🤖 AI Summary
E-commerce fraud risk management suffers from low fraud-pattern identification efficiency, excessive reliance on manual expertise, and inconsistent analytical standards. To address these challenges, this paper proposes an LLM-based intelligent risk investigation framework. Its core contributions are threefold: (1) a Reflect & Refine collaborative reasoning mechanism enabling iterative reflection and refinement over suspicious cases; (2) a domain-knowledge-base-driven dynamic adaptation architecture supporting cross-dimensional semantic understanding and knowledge transfer across heterogeneous risk types; and (3) a closed-loop data flywheel integrating expert annotations and model feedback to enable continuous model optimization within live business workflows. Evaluated on real transaction data from JD.com, the framework achieves substantial improvements: +28.6% in factual alignment rate, +32.1% in risk localization accuracy, and a 3.4× increase in case processing throughput—thereby advancing standardization and intelligence in risk control operations.
📝 Abstract
The growth of the e-commerce industry has intensified the adversarial dynamics between shadow economy actors and risk management teams. Companies often conduct risk investigations into suspicious cases to identify emerging fraud patterns, thereby enhancing both preemptive risk prevention and post-hoc governance. However, the sheer volume of case analyses imposes a substantial workload on risk management analysts, as each case requires the integration of long-term expert experience and meticulous scrutiny across multiple risk dimensions. Additionally, individual disparities among analysts hinder the establishment of uniform and high-standard workflows. To address these challenges, we propose the SHERLOCK framework, which leverages the reasoning capabilities of large language models (LLMs) to assist analysts in risk investigations.

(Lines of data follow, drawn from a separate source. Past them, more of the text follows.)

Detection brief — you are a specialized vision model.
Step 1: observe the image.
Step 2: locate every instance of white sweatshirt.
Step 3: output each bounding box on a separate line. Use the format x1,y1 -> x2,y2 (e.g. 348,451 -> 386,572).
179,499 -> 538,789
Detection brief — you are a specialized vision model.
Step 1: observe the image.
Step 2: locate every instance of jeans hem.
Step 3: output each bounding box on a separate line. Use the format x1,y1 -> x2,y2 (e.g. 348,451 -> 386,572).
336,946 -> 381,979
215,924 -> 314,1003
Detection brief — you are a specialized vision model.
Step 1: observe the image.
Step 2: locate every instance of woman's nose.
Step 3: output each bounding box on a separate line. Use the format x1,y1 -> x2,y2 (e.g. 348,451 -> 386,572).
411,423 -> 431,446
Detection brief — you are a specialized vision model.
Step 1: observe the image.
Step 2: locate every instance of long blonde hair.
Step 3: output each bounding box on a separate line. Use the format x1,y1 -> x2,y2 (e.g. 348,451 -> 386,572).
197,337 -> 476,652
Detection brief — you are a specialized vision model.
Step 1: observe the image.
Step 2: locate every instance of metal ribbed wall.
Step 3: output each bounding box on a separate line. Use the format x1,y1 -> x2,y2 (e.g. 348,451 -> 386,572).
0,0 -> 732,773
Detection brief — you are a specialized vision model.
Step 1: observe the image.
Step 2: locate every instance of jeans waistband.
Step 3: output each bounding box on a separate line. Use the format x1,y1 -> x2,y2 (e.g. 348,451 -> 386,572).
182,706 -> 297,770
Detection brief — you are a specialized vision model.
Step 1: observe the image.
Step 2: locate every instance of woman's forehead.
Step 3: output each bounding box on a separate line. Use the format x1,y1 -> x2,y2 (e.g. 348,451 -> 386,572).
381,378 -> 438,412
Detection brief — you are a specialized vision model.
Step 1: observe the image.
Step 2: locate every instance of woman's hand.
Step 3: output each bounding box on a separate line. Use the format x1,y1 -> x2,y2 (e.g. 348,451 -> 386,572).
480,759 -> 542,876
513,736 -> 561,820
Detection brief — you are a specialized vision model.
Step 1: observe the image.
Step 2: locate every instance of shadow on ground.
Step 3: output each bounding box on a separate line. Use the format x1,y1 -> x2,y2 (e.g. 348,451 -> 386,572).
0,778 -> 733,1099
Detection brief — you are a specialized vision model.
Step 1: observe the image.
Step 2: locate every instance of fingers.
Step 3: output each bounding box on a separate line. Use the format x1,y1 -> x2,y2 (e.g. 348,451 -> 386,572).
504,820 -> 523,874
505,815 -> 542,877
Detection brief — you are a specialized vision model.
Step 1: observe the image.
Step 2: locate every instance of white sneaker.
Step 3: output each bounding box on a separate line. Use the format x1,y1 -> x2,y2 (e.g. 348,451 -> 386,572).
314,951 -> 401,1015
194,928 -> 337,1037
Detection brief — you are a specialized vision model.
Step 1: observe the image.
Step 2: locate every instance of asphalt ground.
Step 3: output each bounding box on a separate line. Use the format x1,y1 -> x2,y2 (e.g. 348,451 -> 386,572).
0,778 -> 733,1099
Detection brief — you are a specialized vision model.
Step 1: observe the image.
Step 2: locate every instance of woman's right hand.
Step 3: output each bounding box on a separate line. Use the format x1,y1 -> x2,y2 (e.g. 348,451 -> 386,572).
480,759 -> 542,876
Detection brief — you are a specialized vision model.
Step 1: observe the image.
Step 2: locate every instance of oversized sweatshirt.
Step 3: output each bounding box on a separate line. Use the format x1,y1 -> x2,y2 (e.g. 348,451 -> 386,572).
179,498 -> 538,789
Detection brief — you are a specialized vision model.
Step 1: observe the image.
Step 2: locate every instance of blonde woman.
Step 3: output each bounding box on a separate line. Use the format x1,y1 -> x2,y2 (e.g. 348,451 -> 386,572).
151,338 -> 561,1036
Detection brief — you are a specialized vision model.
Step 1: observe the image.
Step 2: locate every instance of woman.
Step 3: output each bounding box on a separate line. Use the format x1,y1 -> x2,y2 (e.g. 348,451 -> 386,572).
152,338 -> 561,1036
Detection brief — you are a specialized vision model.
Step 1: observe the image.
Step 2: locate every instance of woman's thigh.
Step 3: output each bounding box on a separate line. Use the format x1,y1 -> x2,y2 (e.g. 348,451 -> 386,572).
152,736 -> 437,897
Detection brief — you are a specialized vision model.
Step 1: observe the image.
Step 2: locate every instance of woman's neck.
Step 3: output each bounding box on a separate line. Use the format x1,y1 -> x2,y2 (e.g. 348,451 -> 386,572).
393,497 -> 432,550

Our approach consists of three primary components: (1) extracting risk management knowledge from multi-modal data and constructing a domain knowledge base (KB), (2) building an intelligent platform guided by the data flywheel paradigm that integrates daily operations, expert annotations, and model evaluations, with iteratively fine-tuning for preference alignment, and (3) introducing a Reflect & Refine (R&R) module that collaborates with the domain KB to establish a rapid response mechanism for evolving risk patterns. Experiments conducted on the real-world transaction dataset from JD.com demonstrate that our method significantly improves the precision of both factual alignment and risk localization within the LLM analysis results. Deployment of the SHERLOCK-based LLM system on JD.com has substantially enhanced the efficiency of case investigation workflows for risk managers.